Mexican politician (born 1970)

Raciel Pérez Cruz (born 22 November 1970) is a Mexican politician affiliated with Morena. He was a federal legislator from 2006 to 2009, elected as a member of the Party of the Democratic Revolution (PRD), and has served as the mayor of Tlalnepantla de Baz twice, from 2019 to 2021 and again since 2025.

==Early career==
Raciel Pérez Cruz was born on 22 November 1970. He earned undergraduate and master's degrees in political science in the 1990s before working for the Secretariat of the Interior (SEGOB) from 1998 to 1999. From 1999 to 2001 and again from 2002 to 2003, he worked at the Instituto Electoral del Estado de México (IEEM), leaving to advise the municipal government of Tlalnepantla de Baz from 2001 to 2002. He also taught at several UNAM schools and the Universidad Autónoma del Estado de México (UAEMex).
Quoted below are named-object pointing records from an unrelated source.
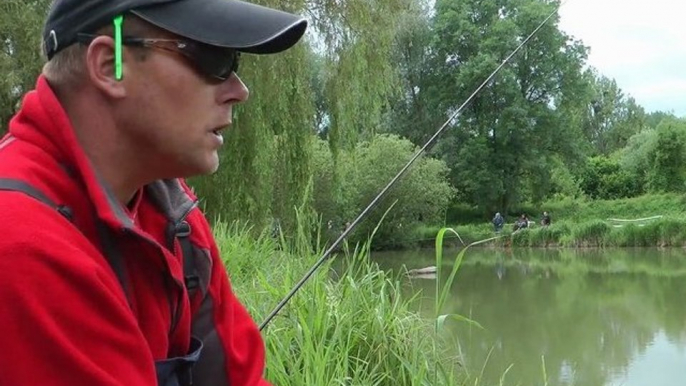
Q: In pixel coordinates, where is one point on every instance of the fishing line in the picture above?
(402, 171)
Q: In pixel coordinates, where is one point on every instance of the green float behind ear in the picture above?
(118, 70)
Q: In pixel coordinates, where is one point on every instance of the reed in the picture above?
(350, 325)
After leaving the IEEM in 2003, Pérez Cruz became active in the Party of the Democratic Revolution (PRD) and represented the party in various IEEM committees in Tlalnepantla and at the state level, including as a state delegate in 2005. In the 2006 general election, he was elected to the Chamber of Deputies to represent the State of Mexico's 16th district for the PRD during the 60th session of Congress. He was a secretary on the Cooperative Promotion and Social Economy Commission and served on three other commissions in his time as a federal deputy. By 2018, he was teaching political science at the UNAM.
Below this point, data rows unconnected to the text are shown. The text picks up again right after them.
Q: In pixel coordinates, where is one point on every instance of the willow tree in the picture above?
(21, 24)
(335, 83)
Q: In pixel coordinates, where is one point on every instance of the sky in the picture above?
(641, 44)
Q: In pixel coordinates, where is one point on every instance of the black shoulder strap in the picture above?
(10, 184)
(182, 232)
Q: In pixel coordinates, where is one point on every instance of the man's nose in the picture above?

==Mayor of Tlalnepantla de Baz==
In 2018, Raciel Pérez Cruz won election for mayor of Tlalnepantla de Baz as the Morena-backed candidate in the Juntos Haremos Historia coalition, with his term starting in 2019. During his first term, he called on the state legislature to close a local landfill that he claimed was at capacity. In 2020, his government proposed constructing a football stadium in the municipality as the centerpiece of a mixed-use development to be known as Punta Azul; directors of the football club Cruz Azul denied any connection to the project, even though team president Guillermo Álvarez Cuevas had previously met with Pérez Cruz to discuss possible stadium plans. He was criticized for delays in payments to families affected by a landslide on the slopes of Cerro del Chiquihuite; by late 2021, the victims had only received one of three promised payments.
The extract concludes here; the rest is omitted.